Meryl treats Jacir with suspicion and bigotry in their first few encounters before Jacir intervenes in a burglary of her home, one of many times he steps in to protect the ungrateful Meryl.
Bracco plays Meryl with characteristic brassiness, humor and compassion. It would be easy to reduce Meryl to a Hollywood caricature of a washed-up bigot, but director AlQawasmi understands that she is also suffering — from loneliness, fear and an addiction to painkillers and alcohol.
“For me, I just wrote an authentic character … that is racist and the words she’s using are very hurtful,” he said.
But he never feels the need to redeem Meryl or her many flaws in order for her to be seen as a whole human — or treated better by Jacir than she treats him.
“We can’t just kick them out of society … you have to have dialogue,” he said. “And that’s my hope with this film is to have a dialogue with differing opinions, different politics, different backgrounds.”
The city of Memphis plays a starring role
Jacir is played by actor Malek Rahbani, a newcomer from Lebanon. He said he was thrilled when he got offered the part and was told they would be filming in Memphis.
“I said, ‘Graceland?’ And [Director Waheed AlQawasami] said, ‘Yeah, you wanna go?’ and I said, ‘Of course!’ ” he recounted.
After filming wrapped, Rahbani got a private tour of Elvis’s famous estate.
The settings and backdrops will feel familiar to anyone who’s spent time in Memphis, including a cameo by veteran R&B artist Toni Green, who plays Meryl’s friend Darcy.
The Beale Street-feeling is further bolstered by a blues and rap soundtrack composed by Memphis rapper Al Kapone, who also attended the premiere.
In the film, Jacir is a fan of hip hop and bonds with his coworker and aspiring rapper, Jerome, played by Memphis native Darius “Tutweezy” Tutwiler.
A shared appreciation for music becomes the force that ties the film’s various characters together. The soundtrack features original songs by Al Kapone and produced by Lawrence “Boo” Mitchell.
The film is at turns gritty, uncomfortable, heartfelt and laugh-out-loud funny.

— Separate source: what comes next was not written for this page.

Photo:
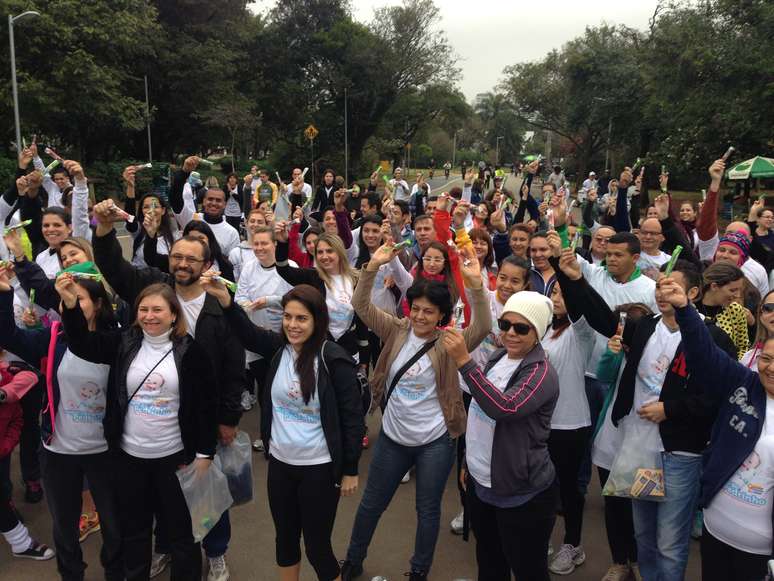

“Jacir” will next screen at film festivals in Bend, Ore., and L.A. as the title is marketed for wider distribution. AlQawasmi says he hopes anyone who’s lived the immigrant or refugee experience in the U.S. will see themselves in this film.
“It’s very, very cathartic,” said AlQawasmi at the premiere. “It’s very redeeming to be able to have an idea from when you’re 14-15-16, going to public school and going to film classes there, and go, ‘Oh, I want to be a film director.’ And years later, you’re doing it.”